Die in weiterer Folge einlangende Berufung wurde aufgrund einer Zustellverfügung der Erstrichterin zugestellt. Nach Einlangen der Berufungsbeantwortung verfügte die Erstrichterin „Vorlagebericht“. Auch dieser wurde von ihr unterschrieben.
Mit dem angefochtenen Beschluss stellte das Berufungsgericht fest, dass das Urteil vom als nicht gefällt anzusehen sei und wies die Berufung und die Berufungsbeantwortung zurück. Das Original des Urteils sei von keinem Entscheidungsorgan unterschrieben, weshalb es keine Urschrift darstelle, sondern ein „Nichturteil“. Aus Gründen der Rechtssicherheit sei dies beschlussmäßig auszusprechen. Da es gegen ein solches Nichturteil kein Rechtsmittel gebe, seien die Rechtsmittelschriften zurückzuweisen.

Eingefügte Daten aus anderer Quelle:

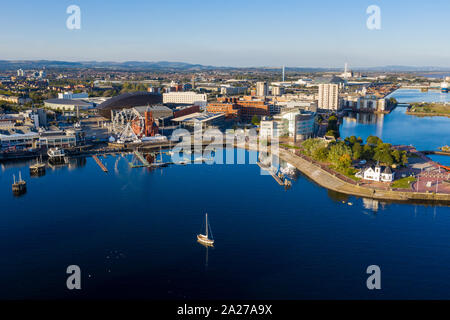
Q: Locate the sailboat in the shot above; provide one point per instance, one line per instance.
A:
(204, 238)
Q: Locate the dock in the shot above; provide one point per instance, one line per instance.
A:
(37, 169)
(100, 164)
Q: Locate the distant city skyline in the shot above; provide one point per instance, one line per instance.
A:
(322, 34)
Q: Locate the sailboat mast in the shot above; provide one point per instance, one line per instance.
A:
(207, 226)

Gegen diesen Beschluss richtet sich der Rekurs der Beklagten mit dem Antrag, den Beschluss aufzuheben und die Rechtssache zur neuerlichen Entscheidung an das Berufungsgericht zurückzuverweisen.
Die Klägerin beantragte, dem Rekurs nicht Folge zu geben.
Rechtliche Beurteilung
Der Rekurs ist nach § 519 Abs 1 Z 1 ZPO zulässig und auch berechtigt.
1. Gemäß § 418 ZPO ist die für die Gerichtsakten bestimmte schriftliche Abfassung des Urteils vom Vorsitzenden des Senats (bzw vom Einzelrichter) zu unterschreiben. Nach § 62 Abs 1 Geo versteht die Geo unter Urschrift der Erledigung die Niederschrift, in der die Entscheidung, Erklärung, Mitteilung, Anfrage usw des Gerichts in maßgeblicher Form gefasst wird. Die Urschrift ist vom Richter (vom Vorsitzenden des Senats) oder vom Bediensteten, von dem die Erledigung ausgeht, zu unterfertigen.
Die Bindung des Gerichts tritt bei Urteilen, die der schriftlichen Ausfertigung vorbehalten wurden, aber erst mit der Übergabe in schriftlicher Abfassung an die Geschäftsstelle ein (§ 416 Abs 2 ZPO).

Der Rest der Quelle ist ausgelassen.